- IMPORTANCIA DE LA DECLARACION DE 1986 SOBRE EL DERECHO AL DESARROLLO
Tenemos muchas razones para celebrar el 40 aniversario de la Declaración sobre el Derecho al Desarrollo, aprobada por la Asamblea General de la ONU en 1986.
Ese documento, sin duda alguna, constituye un hito histórico por varias razones.
- En primer lugar, formalizó el reconocimiento del derecho al desarrollo como un derecho humano inalienable y universal.
- Reconoció como titulares de este derecho a los individuos y también a los pueblos.
- Consagró una perspectiva holística e integral del desarrollo, que trascendió el enfoque predominante hasta ese momento, que concebía al desarrollo únicamente como crecimiento económico y financiero. La Declaración integró en el concepto de desarrollo los derechos civiles, políticos, económicos, sociales y culturales.
- La Declaración concibió al desarrollo como un proceso participativo, que tiene en su centro al ser humano, como sujeto activo.
- Estableció el deber de los Estados de cooperar entre sí para eliminar los obstáculos al desarrollo. Ningún otro instrumento de derechos humanos había asumido hasta ese momento, con tanta claridad, la obligación de cooperación internacional como componente estructural del derecho mismo.
Todos estos fueron avances novedosos y significativos en su momento, que permiten calificar a la Declaración de 1986 como un texto revolucionario, que continúa estando plenamente vigente.

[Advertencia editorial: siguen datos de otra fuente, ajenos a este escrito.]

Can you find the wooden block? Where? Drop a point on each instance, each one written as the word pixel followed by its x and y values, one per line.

Desde 1986, ha tenido lugar un reconocimiento progresivo y cada más amplio del desarrollo como un derecho humano. Ese derecho quedó reflejado en diversos instrumentos internacionales relevantes, como la Declaración y Programa de Acción de Viena de 1993, endosó la inclusión del derecho al desarrollo dentro de los derechos humanos fundamentales.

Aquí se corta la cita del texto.